First, contracts are not very different from contracts offered by other sovereign creditors. Especially when these lenders – as is often the case here – lend to lower-income countries. However, the contracts are unique in that they reflect that China does not participate in collective restructuring agreements such as the Paris Club due to the loss of sovereign debt.
This creates a discrepancy with what you might expect to see in a contract with an export-import bank or development bank located elsewhere. For example, researchers believe that contracts represent a somewhat odd hybrid of private and public sector lending standards. This could give the Chinese authorities much more power if the situation worsens. Take, for example, the inclusion of clauses that mean that sovereign changes in policy and legislation can be seen as grounds for cancellation and immediate repayment of a loan. The document notes that while such clauses would be “unremarkable in a commercial debt agreement” entered into by a private sector player, they could take on “a different meaning and new potential in government-to-government lending arrangements.” It seems that this does indeed give Beijing enormous domestic decision-making power in the case of countries that owe a significant amount of money.
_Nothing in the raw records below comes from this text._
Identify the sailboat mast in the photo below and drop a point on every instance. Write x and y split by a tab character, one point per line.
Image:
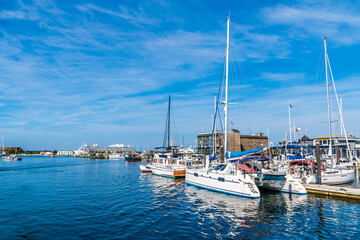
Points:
215	124
328	100
290	136
341	120
169	123
226	87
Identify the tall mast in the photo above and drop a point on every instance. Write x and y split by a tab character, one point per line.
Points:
341	121
226	86
290	124
169	123
328	100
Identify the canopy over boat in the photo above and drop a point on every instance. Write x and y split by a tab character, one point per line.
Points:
243	153
296	146
305	162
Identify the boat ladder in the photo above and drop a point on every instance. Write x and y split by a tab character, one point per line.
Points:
253	190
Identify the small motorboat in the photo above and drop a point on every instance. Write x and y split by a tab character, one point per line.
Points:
145	168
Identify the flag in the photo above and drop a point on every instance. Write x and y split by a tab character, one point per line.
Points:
244	167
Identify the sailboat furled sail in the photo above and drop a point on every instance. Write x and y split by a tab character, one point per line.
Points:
243	153
225	177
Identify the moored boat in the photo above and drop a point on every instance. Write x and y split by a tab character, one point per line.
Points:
225	177
133	158
168	165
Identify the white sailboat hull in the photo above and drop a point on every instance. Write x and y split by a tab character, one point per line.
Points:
168	172
285	184
145	168
242	186
332	178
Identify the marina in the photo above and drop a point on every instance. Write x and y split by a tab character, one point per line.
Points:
80	198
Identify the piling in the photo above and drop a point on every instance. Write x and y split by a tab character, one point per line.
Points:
318	163
333	191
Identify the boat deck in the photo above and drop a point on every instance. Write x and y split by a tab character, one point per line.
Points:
333	191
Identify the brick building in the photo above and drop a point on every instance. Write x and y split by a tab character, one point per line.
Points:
236	141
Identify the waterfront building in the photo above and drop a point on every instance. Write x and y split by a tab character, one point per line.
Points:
86	149
236	141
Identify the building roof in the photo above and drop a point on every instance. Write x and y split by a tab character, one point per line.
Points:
327	137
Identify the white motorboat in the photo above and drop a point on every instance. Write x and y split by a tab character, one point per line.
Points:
11	158
279	181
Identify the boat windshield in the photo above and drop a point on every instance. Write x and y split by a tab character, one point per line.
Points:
220	167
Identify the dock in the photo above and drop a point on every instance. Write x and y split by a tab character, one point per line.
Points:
334	191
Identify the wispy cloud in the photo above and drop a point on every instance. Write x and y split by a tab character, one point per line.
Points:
340	21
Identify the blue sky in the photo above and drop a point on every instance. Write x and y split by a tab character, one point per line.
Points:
101	71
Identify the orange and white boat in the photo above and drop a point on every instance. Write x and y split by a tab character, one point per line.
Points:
145	168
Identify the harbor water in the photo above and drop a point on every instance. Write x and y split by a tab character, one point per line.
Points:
75	198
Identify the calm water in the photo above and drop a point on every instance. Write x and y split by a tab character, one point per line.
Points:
73	198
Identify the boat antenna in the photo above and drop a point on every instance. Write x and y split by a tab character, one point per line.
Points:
226	86
328	100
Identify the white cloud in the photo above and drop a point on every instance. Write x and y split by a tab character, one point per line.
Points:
339	21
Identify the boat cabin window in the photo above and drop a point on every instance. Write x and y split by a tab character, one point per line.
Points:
220	167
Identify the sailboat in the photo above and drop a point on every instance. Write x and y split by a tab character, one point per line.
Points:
335	174
169	162
224	177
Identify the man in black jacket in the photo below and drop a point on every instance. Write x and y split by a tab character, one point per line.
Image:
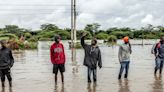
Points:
6	62
92	57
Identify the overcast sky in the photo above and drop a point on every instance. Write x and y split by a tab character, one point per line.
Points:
108	13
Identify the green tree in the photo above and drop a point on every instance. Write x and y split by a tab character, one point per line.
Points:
48	27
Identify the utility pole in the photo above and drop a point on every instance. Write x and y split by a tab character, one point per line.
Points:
73	29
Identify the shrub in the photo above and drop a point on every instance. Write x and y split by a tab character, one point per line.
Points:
102	36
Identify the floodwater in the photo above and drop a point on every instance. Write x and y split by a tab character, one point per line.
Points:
32	72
The extent to which Beijing has deviated from international debt relief protocols seems to us incredibly important – especially at times like now, when the pandemic has left many countries. developing countries China is considered a difficult borrower.
There is also the problem of coercion. Contracts (other than those agreed with the China Development Bank, which are mostly written in English) are subject to Chinese law. They also insist that the dispute resolution takes place in China. While researchers shy away from judging the merits of Chinese law or China’s commercial dispute resolution regime, we will not be hurt by our chances of defending our case in such a legal system.